When you sign up in the
Sponsor A Turkey(tm) program you'll receive an original photo and case history, with name, age, family description and situation of your sponsored turkey. Later on, you'll receive progress reports from
The Society For Turkey Love staff who work in your turkey's community. Over and over again we've seen the fragile self-esteem of a poverty-stricken turkey rise, just from the knowledge that someone far away knows their name and cares.
We hope you will take part in this hopeful and exciting
Sponsor A Turkey(tm) program. You can make a difference in the life of a deprived turkey.

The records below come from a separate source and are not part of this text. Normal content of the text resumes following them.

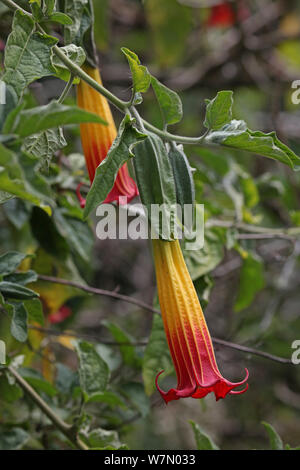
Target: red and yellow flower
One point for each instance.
(187, 334)
(97, 139)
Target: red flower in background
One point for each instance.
(223, 15)
(62, 314)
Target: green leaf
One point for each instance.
(219, 110)
(35, 311)
(27, 54)
(45, 144)
(140, 76)
(77, 233)
(75, 53)
(19, 177)
(251, 281)
(275, 439)
(49, 6)
(93, 371)
(135, 393)
(156, 356)
(10, 261)
(54, 114)
(156, 184)
(236, 135)
(100, 438)
(80, 32)
(17, 212)
(61, 18)
(185, 189)
(9, 392)
(108, 397)
(18, 327)
(203, 441)
(13, 438)
(46, 233)
(36, 380)
(119, 153)
(15, 291)
(203, 261)
(169, 102)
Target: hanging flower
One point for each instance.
(97, 139)
(187, 333)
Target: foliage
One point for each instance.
(95, 369)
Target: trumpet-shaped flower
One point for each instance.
(97, 139)
(186, 330)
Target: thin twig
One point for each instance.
(67, 429)
(94, 290)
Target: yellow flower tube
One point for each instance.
(187, 334)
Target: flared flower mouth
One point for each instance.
(187, 334)
(97, 139)
(221, 387)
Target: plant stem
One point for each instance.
(65, 428)
(119, 104)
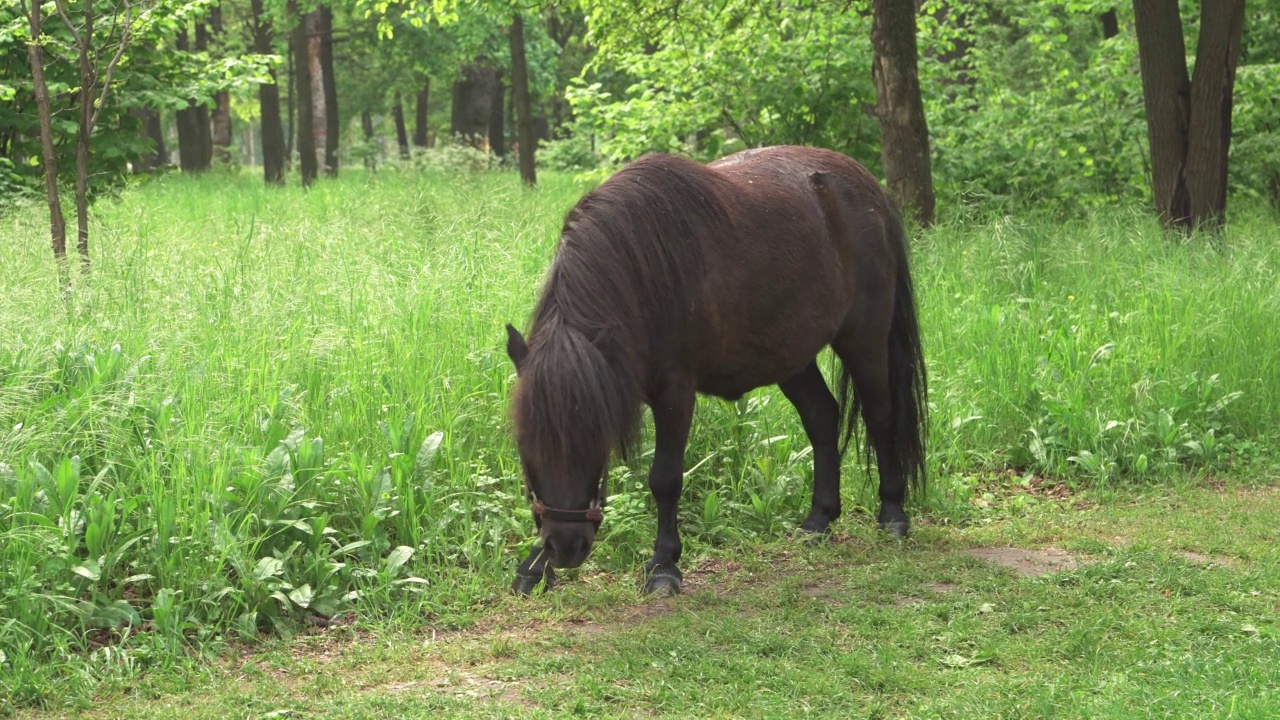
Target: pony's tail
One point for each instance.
(908, 381)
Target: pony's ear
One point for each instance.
(516, 347)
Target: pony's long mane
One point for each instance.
(624, 278)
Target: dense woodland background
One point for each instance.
(986, 105)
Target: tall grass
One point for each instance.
(268, 404)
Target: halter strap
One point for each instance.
(594, 513)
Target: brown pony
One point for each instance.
(675, 278)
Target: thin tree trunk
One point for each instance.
(497, 119)
(56, 222)
(330, 94)
(1110, 24)
(524, 104)
(187, 121)
(222, 136)
(904, 131)
(274, 147)
(292, 101)
(204, 130)
(401, 132)
(366, 123)
(306, 142)
(315, 71)
(420, 112)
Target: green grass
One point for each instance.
(270, 404)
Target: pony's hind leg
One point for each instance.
(871, 376)
(819, 414)
(672, 415)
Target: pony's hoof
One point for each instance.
(663, 583)
(526, 583)
(896, 528)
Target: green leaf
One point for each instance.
(268, 568)
(398, 556)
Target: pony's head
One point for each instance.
(570, 409)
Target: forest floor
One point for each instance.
(1157, 604)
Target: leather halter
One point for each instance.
(593, 514)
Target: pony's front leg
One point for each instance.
(672, 414)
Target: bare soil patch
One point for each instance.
(1031, 563)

Please send in your money today and help in the fight for turkey justice.
(Btw...HAVE A HAPPY THANKSGIVING!!!)
November 19th, 2004 @ 10:36PM
THE DM ORIGIN OF FOOD 101
Gatherer on 11/17 @ 22:07:45
excuse me, mr.

librarian... i need some research done pronto. who was the first guy to make soup out of sparrow regurgitation and why? what was on his mind? was he just having a bad hair day or what? this has bothered me for quite some time, and i was hoping you could shed some light on it. thank you for your attention. (oh, and have a nice day).
sparrow vomit soup
From: dkeifer
Date: 2004-11-19 22:20:40
During the spring of 1858, Professor Emory Plugh, a Cambridge classicist, was given the task of translating a sheaf of ancient Roman texts. Among the parchments was a small scrap upon which the professor found, much to his surprise, a reference to something which literally translated as, “sparrow vomit soup.” Plugh, known even then for his eccentric ways, was intrigued, rather than disgusted. An enthusiast in all things ornithological, and having in his possession one of the only existent ancient recipes, he abandoned his translation and committed himself to whipping up the dubious dish. For the remainder of the spring and all of the following summer, Plugh roamed the fields and fens, capturing sparrows, and mistreating them in various ways in the hopes of causing them to expel the contents of their tiny stomachs. After much experimentation, he found that by grasping the birds by their feet and spinning them quickly circles, the desired result could be achieved.
By the start of the fall terms, Plugh’s culinary project had come to fruition, and the soup made its debut at the annual faculty brunch. The reception was not kind, and Plugh, eccentric or no, was promptly dismissed. Undaunted, he returned to his home in Westeastshire, were he was admired for keeping to his principles, accepted as a valued member of the community, and lived a long, healthy, happy life, tutoring Latin, regaling all with tales of academia, and serving up steaming bowls of what soon came to be considered a local delicacy.
Not long after Plugh’s death, it was discovered that the scrap of text referring to the soup was actually a page from the Roman equivalent of Mad Magazine—that particular issue featuring satirical recipes mocking the extravagance and disreputable taste of the Venetians. News of this discovery apparently never reached Westeastshire, where, to this day, the inhabitants rate the dish as, “not half as disagreeable as an egg cream.”